The Definitive RT60 Target Table
Per ISO 3382-2:2008, ISO 3382-1:2009, DIN 18041:2016, ANSI S12.60:2010, BS 8233:2014, and BB93:2015:
| Room Type | Target RT60 (s) | Volume Range | Governing Standard | Notes |
|---|---|---|---|---|
| Primary classroom | 0.4–0.6 | 100–250 m³ | ANSI S12.60, DIN 18041 A1, BB93 | Unoccupied measurement |
| Secondary classroom / lecture | 0.6–0.8 | 150–400 m³ | DIN 18041 A1, BB93 | Relaxed for older learners |
| University lecture hall | 0.8–1.0 | 400–2000 m³ | DIN 18041 A2 | Volume-scaled target |
| Open plan office | 0.3–0.5 | 500–5000 m³ | ISO 3382-3, BS 8233 | D2,S > 10 dB is primary metric |
| Meeting / boardroom | 0.4–0.6 | 30–100 m³ | WELL v2 F74, BS 8233 | Shorter at small volumes |
| Recording studio (control) | 0.2–0.3 | 30–100 m³ | IEC 60268-1 (general) | Critical listening demand |
| Recording studio (live room) | 0.3–0.5 | 100–500 m³ | IEC 60268-1 | Depends on genre |
| Concert hall (orchestral) | 1.8–2.2 | 10,000–25,000 m³ | ISO 3382-1 | Occupied at full capacity |
| Chamber music hall | 1.4–1.6 | 3,000–8,000 m³ | ISO 3382-1 | |
| Opera house | 1.2–1.6 | 8,000–18,000 m³ | ISO 3382-1 | Speech + music balance |
| Multi-purpose hall | 1.0–1.5 | 3,000–15,000 m³ | ISO 3382-1, DIN 18041 B | Variable acoustic systems |
| Church / worship | 1.5–3.5 | 500–10,000+ m³ | DIN 18041, BS 8233 | Highly function-dependent |
| Sports hall | 1.0–1.5 | 3,000–20,000 m³ | BS 8233 Section 5 | Shorter if PA system present |
| Restaurant / café | 0.6–1.0 | 100–500 m³ | BS 8233:2014 | Background noise also critical |
| Hospital ward | 0.4–0.6 | 100–400 m³ | HTM 08-01, WHO Guidelines | Privacy and noise both matter |
Room-Type Deep Dives
Classrooms: The 0.6s Target Is a Maximum, Not a Goal
ANSI S12.60:2010 Section 5.1 states that unoccupied classroom RT60, averaged across the 500 Hz, 1000 Hz, and 2000 Hz octave bands, shall not exceed 0.6s for learning spaces with volumes ≤ 283 m³ (10,000 ft³). For spaces between 283 and 566 m³ (20,000 ft³), the limit is 0.7s.

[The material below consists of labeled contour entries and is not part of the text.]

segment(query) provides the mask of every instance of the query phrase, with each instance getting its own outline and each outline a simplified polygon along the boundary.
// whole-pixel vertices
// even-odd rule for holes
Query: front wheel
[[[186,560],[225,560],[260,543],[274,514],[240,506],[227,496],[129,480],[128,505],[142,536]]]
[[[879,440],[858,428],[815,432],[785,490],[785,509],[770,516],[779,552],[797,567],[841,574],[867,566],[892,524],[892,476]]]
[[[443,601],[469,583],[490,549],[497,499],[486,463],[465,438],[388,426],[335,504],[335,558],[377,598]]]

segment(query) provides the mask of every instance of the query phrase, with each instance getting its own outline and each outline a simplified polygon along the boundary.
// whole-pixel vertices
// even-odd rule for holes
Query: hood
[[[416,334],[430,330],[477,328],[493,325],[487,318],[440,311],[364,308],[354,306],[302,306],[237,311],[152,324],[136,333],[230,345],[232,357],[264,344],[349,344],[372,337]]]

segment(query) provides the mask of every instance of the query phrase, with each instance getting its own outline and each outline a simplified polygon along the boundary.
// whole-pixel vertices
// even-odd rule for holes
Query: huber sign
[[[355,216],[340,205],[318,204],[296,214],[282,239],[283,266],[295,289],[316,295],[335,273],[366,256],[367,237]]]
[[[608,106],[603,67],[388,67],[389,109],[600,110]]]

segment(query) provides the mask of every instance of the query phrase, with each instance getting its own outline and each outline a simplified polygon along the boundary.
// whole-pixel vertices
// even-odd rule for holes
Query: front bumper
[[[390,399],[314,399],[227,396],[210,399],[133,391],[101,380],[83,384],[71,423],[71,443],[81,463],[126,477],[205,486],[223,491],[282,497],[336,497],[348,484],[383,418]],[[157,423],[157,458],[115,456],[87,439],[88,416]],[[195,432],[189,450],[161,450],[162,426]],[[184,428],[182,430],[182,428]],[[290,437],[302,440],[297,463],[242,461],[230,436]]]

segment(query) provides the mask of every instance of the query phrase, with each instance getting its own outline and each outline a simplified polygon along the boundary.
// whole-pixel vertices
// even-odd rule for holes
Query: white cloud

This is a maximum, not a design target. The standard's technical appendix notes that for students with hearing impairment, English as a second language, or learning difficulties, the recommended upper limit is 0.4s — not 0.6s. For general classroom design, targeting 0.5s provides a comfortable margin below the compliance threshold.
DIN 18041:2016 Group A1 (spaces for listening and understanding speech, high requirement) provides a volume-dependent target curve. At 200 m³, the target is T_soll = 0.50s with a tolerance of ±0.1s. At 500 m³, the target is 0.60s ±0.1s. The standard explicitly states that T60 values greater than 1.2 × T_soll shall not be accepted for Group A rooms.

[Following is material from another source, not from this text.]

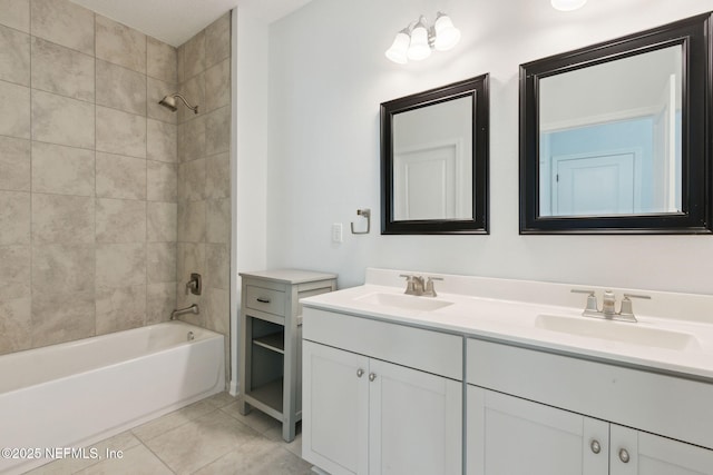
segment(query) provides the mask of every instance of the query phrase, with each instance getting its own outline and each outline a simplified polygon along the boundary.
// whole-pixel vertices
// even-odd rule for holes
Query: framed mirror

BB93:2015 (UK) aligns with DIN 18041 for most room types and adds a background noise level requirement (35 dBA for primary classrooms) that must be met simultaneously with the RT60 target.
The consequence of over-treating a classroom: Target 0.4s instead of 0.6s in a 200 m³ classroom, and you need roughly 40% more absorptive surface area. In a 10 m × 8 m × 2.7 m room, that is approximately 30 additional square metres of NRC 0.85 treatment — at £60–120/m² installed, that is £1,800–3,600 wasted. The room will also sound over-damped: dead, unsupportive, and fatiguing for both teacher and students.
Concert Halls: 1.8s Is Not Enough for Brahms
ISO 3382-1:2009 defines the parameters for performance spaces and provides guidance on appropriate ranges. Table A.1 of the standard notes the following mid-frequency RT60 ranges for different music types:
| Music Type | Preferred RT60 Range |
|---|---|
| Opera | 1.2–1.5s |
| Chamber music | 1.4–1.7s |
| Symphony orchestra | 1.7–2.1s |
| Romantic symphony (Brahms, Wagner) | 2.0–2.2s |
| Pipe organ / choral | 2.0–3.5s |
These figures come from extensive subjective preference studies. Beranek's 1962 landmark study of 54 concert halls found that the halls consistently rated as excellent by audiences had occupied mid-frequency RT60 values between 1.8 and 2.05s. The critically-acclaimed halls — Amsterdam Concertgebouw (2.0s occupied), Vienna Musikverein (2.05s), Boston Symphony Hall (1.85s) — fall in this range.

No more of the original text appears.